Утром 5 ноября 1796 года Марья Саввишна Перекусихина по обыкновению вошла в комнату императрицы, и Екатерина встретила ее кроткой улыбкой.
– Марья Саввишна, а ведь нынче я умру, – сказано было просто, спокойно, даже как-то по-будничному.
Перекусихина начала мелко креститься.
– Свят, свят… Что ты, государыня?!
– А что, Марья Саввишна, разве цари не смертны на земле? Видать, и мой час подошел. Гляди, – Екатерина указала на часы, – они сегодня впервые остановились.
– Э, – облегчено выдохнула камер-юнгефа, – что за беда? Эка невидаль, государыня-матушка, часовщика позовешь, вновь пойдут.
Но Екатерина, с прежней тихой улыбкой покачивала головой, словно говоря: не в часах дело…

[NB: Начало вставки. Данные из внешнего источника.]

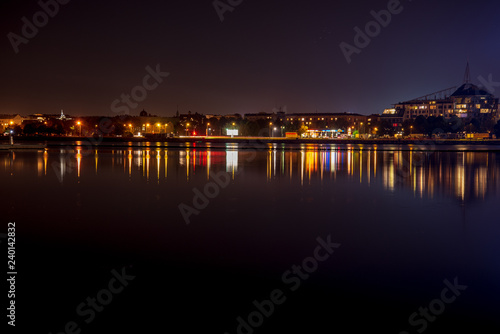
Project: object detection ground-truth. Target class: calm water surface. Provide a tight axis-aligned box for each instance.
[0,144,500,334]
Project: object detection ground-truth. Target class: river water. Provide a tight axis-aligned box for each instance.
[0,144,500,334]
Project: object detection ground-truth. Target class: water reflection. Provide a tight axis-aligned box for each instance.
[0,144,500,202]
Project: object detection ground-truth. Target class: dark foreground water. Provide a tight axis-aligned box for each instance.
[0,144,500,334]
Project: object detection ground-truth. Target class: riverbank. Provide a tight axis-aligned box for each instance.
[0,136,500,146]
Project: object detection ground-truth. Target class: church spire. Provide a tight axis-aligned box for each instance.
[464,60,470,84]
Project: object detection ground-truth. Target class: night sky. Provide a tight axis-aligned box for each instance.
[0,0,500,116]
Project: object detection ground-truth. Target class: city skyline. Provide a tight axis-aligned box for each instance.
[0,0,500,116]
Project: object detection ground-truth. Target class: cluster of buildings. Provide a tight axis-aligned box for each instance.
[382,64,500,124]
[0,64,500,138]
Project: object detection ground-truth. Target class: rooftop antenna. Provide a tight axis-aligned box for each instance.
[464,59,470,84]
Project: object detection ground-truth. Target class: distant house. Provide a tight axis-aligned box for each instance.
[392,64,499,121]
[0,114,25,126]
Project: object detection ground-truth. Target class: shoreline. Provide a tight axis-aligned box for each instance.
[0,136,500,152]
[0,136,500,145]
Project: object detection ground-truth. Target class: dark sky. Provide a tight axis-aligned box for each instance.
[0,0,500,116]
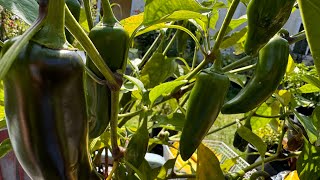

Через несколько часов Перекусихина, у которой из головы не шли слова государыни, взволновались, почему Екатерина, всегда придерживающаяся заведенного ею самою распорядка дня, сегодня так долго задерживается в кабинете. Марья Саввишна испуганно перекрестилась. Наконец позвала Екатерину из-за двери. Молчание. Перекусихина повысила голос, но тут же всхлипнула и, охваченная ужасным предчувствием, толкнула дверь. Екатерина, неестественно белая, недвижимая, лежала на полу…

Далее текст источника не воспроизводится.